Im Rahmen des Landesprogramms Wirtschaft (LPW) entstand das Konzept eines "Digital Learning Campus“, das auch in Lübeck genutzt werden soll, laut einfacher Erklärung des Projekt-Handouts „eine digitale Lern-und Kollaborationsplattform, (…) sowie „eine Reihe von über die Plattform vernetzten, physischen Lern-und Kollaborationsorten. (…) Konkret sollen innovative und noch nicht am Markt existierende Kollaborations- und Bildungsformate geschaffen werden, die einerseits innovative Inhalte vermitteln sowie andererseits auch Austausch, Wissenstransfer und Kollaboration zu den innovativen Technologien ermöglichen. Dabei wird ein Fokus auf Anwendungen und Technologien gelegt, die mit Künstlicher Intelligenz und ihrer praktischen Anwendung verbunden sind.“

Sehen wir einmal davon ab, dass digital gestützte Kooperation an einem Ort zu stationieren, zumindest für junge Menschen in etwa so attraktiv ist, wie ein Verkehrsübungsplatz, dessen Zugangsstraßen man zur Fußgängerzone erklärt. Tun wir so, als hätten wir vergessen, dass für gelegentliche persönliche Zusammentreffen im Untergeschoss der Königspassage kaum genutzte Räume der Fachhochschule zur Verfügung stehen. So bleibt immer noch eine konzeptionelle Frage, die auch die Ansiedelung der Leitung des Projektes bei den stv. Rektoren von Uni und FH in Lübeck, nicht beantwortet: Was, bitte schön, ist digitales Lernen?
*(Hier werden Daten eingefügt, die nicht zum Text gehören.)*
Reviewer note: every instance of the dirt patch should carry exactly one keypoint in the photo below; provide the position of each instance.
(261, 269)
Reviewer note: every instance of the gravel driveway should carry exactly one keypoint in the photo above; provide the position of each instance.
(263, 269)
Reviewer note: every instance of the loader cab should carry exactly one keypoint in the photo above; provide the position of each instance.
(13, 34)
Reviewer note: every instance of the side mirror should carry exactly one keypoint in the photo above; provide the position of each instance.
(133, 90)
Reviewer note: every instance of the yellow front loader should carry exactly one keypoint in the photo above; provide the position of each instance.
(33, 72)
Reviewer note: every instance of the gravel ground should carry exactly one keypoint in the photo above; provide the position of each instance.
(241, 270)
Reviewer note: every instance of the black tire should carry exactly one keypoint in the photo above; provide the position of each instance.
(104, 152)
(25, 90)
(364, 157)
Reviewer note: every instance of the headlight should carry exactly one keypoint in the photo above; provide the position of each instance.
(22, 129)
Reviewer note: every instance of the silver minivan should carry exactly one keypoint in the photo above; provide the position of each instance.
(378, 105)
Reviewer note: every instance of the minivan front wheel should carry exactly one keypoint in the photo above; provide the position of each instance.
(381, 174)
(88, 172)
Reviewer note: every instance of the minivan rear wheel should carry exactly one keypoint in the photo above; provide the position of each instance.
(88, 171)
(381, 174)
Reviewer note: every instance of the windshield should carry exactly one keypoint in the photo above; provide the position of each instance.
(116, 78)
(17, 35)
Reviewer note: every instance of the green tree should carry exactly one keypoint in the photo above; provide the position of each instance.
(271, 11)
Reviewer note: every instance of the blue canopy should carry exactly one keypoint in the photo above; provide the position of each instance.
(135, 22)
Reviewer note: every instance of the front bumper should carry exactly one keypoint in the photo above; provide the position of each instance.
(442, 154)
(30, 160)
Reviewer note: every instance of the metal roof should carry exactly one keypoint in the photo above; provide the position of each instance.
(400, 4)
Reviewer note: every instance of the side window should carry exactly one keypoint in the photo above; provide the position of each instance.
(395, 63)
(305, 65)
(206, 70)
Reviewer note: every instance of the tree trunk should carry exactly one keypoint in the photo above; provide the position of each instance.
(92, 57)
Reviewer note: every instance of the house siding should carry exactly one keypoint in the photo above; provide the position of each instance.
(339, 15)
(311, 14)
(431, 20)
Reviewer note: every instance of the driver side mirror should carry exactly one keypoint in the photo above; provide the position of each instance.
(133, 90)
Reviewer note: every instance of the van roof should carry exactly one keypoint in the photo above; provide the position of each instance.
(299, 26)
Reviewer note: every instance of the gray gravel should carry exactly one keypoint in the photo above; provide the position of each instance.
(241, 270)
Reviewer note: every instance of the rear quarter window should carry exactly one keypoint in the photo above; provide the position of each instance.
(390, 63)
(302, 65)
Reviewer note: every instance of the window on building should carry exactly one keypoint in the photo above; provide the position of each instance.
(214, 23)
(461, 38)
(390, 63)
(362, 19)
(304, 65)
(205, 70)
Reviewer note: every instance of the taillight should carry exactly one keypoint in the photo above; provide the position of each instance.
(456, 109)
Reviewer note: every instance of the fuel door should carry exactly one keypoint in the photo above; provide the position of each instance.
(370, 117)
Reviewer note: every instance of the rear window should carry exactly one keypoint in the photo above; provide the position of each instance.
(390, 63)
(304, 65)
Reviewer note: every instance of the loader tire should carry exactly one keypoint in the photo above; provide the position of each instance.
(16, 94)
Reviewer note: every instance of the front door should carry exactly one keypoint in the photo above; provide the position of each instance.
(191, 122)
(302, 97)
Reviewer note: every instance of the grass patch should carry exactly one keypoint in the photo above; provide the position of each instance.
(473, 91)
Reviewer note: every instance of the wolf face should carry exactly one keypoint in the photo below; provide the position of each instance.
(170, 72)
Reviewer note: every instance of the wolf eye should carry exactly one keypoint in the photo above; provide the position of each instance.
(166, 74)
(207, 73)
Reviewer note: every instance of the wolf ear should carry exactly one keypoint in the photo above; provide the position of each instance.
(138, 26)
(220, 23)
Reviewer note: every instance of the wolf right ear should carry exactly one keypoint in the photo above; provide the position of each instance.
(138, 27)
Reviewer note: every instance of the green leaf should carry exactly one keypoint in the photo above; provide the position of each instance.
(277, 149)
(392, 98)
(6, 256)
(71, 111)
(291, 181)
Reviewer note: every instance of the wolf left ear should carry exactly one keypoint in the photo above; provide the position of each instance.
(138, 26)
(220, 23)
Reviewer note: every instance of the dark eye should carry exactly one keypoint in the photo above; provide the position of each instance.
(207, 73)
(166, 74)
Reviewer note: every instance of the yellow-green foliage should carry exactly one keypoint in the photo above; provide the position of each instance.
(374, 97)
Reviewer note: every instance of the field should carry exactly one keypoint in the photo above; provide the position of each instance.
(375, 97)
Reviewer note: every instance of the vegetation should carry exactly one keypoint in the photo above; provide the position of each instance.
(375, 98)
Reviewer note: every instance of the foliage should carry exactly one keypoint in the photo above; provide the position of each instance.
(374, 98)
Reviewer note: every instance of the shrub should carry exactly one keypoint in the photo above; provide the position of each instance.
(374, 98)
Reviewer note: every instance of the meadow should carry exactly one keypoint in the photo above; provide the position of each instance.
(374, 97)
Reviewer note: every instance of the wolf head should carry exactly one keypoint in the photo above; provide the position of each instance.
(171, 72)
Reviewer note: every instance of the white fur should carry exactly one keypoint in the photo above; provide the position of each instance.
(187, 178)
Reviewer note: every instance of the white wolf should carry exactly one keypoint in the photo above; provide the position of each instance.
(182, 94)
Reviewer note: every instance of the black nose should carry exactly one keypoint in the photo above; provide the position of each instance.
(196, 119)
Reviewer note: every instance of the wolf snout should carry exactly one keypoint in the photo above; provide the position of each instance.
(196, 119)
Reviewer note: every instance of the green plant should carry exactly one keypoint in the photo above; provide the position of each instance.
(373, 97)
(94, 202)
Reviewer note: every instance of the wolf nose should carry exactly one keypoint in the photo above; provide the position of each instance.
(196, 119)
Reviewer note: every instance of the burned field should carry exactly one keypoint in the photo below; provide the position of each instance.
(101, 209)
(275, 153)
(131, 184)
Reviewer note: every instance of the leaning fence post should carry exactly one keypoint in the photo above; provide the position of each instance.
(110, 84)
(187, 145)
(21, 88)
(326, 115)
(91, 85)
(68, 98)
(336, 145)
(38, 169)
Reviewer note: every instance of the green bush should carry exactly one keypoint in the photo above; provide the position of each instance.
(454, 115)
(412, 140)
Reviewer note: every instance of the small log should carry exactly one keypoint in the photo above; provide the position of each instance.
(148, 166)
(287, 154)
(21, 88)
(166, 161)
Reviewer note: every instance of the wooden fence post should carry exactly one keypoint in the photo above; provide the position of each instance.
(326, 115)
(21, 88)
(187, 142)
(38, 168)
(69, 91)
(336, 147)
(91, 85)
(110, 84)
Der Mensch lernt über seine Synapsen, je mehr dort schon an Informationen zum Thema abgelegt ist desto besser und, vor allem, je intensiver der Impuls, auch. Dies beinhaltet den Einsatz aller menschlichen Sinne, neben dem Sehen das Hören, Fühlen, Riechen, und Anfassen. Auch Emotionen fördern die Aufnahmebereitschaft unseres Gehirns. Dabei sind digitale Medien ein Einsatzmittel unter anderen, so ergeben sie Sinn. Doch zahlreiche Studien belegen, dass eine Reduzierung auf den Bildschirm vor uns die Aufnahmeintensität reduziert, statt erhöht. Der Mythos vom digitalen Lernen hat soviel mit der Komplexität des Lernprozesses zu tun, wie ein Porno mit Erotik.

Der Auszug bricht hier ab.